3° Après l'article 298 sexdecies F, il est inséré un article 298 sexdecies G ainsi rédigé :

« Art. 298 sexdecies G. - I. - Tout assujetti qui a établi en France le siège de son activité économique ou qui y dispose d'un établissement stable, et qui fournit des prestations de services mentionnées à l'article 259 D à des personnes non assujetties établies dans un Etat membre autre que la France dans lequel sont consommés ces services, peut se prévaloir du régime particulier de déclaration et de paiement exposé au présent article lorsqu'il n'est pas établi dans l'Etat membre de consommation.

« Ce régime est applicable à tous les services ainsi fournis dans la Communauté européenne.

« Un assujetti qui n'a pas établi le siège de son activité économique dans la Communauté européenne, mais qui y dispose de plusieurs établissements stables dont l'un est situé en France, peut également se prévaloir du régime particulier visé au présent article lorsqu'il en informe l'administration.

« Est considéré comme un assujetti non établi dans l'Etat membre de consommation, un assujetti qui n'y a pas établi le siège de son activité économique et qui n'y dispose pas d'un établissement stable.

« II. - Un assujetti qui se prévaut du régime particulier n'est identifié, pour les opérations imposables dans le cadre dudit régime, qu'en France. A cette fin, il utilise le numéro individuel d'identification qui lui a déjà été attribué en application de l'article 286 ter.
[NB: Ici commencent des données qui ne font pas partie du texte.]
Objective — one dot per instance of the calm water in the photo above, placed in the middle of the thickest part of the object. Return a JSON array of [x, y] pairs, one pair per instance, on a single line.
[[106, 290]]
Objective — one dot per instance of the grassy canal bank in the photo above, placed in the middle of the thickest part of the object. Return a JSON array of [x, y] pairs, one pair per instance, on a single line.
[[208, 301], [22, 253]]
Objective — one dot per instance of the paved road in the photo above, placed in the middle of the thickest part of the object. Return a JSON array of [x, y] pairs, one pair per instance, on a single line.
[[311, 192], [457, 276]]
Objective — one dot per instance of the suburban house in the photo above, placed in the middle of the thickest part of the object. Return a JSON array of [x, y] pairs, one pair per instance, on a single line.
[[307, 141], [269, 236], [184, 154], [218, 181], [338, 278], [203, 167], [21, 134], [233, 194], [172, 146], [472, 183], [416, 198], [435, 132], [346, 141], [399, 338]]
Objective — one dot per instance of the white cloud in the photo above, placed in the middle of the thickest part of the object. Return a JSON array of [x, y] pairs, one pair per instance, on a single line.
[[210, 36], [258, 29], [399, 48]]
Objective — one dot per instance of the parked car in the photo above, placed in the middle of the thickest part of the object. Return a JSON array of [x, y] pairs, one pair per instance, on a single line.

« III. - L'assujetti non établi dans l'Etat membre de consommation est exclu du présent régime particulier dans les cas prévus au 4 de l'article 298 sexdecies F.

« IV. - L'assujetti non établi dans l'Etat membre de consommation qui se prévaut du présent régime particulier dépose par voie électronique une déclaration de taxe sur la valeur ajoutée dans les conditions prévues au 5 de l'article 298 sexdecies F.

« Lorsque l'assujetti dispose d'un ou de plusieurs établissements stables situés ailleurs qu'en France à partir desquels les services sont fournis, la déclaration de taxe sur la valeur ajoutée doit également mentionner la valeur totale des services de télécommunication, de radiodiffusion et de télévision ou des services électroniques qui relèvent du présent régime particulier, ventilée par Etat membre de consommation, pour chaque Etat membre dans lequel il dispose d'un établissement, ainsi que le numéro d'identification individuel à la taxe sur la valeur ajoutée ou le numéro d'enregistrement fiscal de cet établissement. Les modalités de cette déclaration sont fixées par arrêté du ministre chargé du budget.

« V. - Le 2 et les 6 à 9 de l'article 298 sexdecies F s'appliquent à l'assujetti non établi qui se prévaut du régime particulier.

« Pour l'application du 9 de l'article 298 sexdecies F, on entend par Etat d'identification la France. »

V. - Le livre des procédures fiscales est ainsi modifié :

1° A compter du 1er janvier 2015, au début du quatrième alinéa du I de l’article L. 102 B, les mots : « Le registre des opérations mentionnées au 9 de l’article 298 sexdecies F est conservé » sont remplacés par les mots : « Les registres tenus en application du 9 de l’article 298 sexdecies F et du 5 de l’article 298 sexdecies G sont conservés » ;

2° Après l'article L. 208 A, il est inséré un article L. 208 B ainsi rédigé :

« Art. L. 208 B. - Un assujetti non établi en France mais établi dans un autre Etat membre reçoit le paiement d'intérêts moratoires calculés sur le montant de la taxe sur la valeur ajoutée à rembourser sur le fondement du d du V de l'article 271 du code général des impôts, lorsque le remboursement intervient après l'expiration d'un délai fixé par décret en Conseil d'Etat. Les intérêts, calculés au taux prévu à l'article L. 208 du présent livre, courent du lendemain de l'expiration de ce délai. Ils ne sont pas capitalisés.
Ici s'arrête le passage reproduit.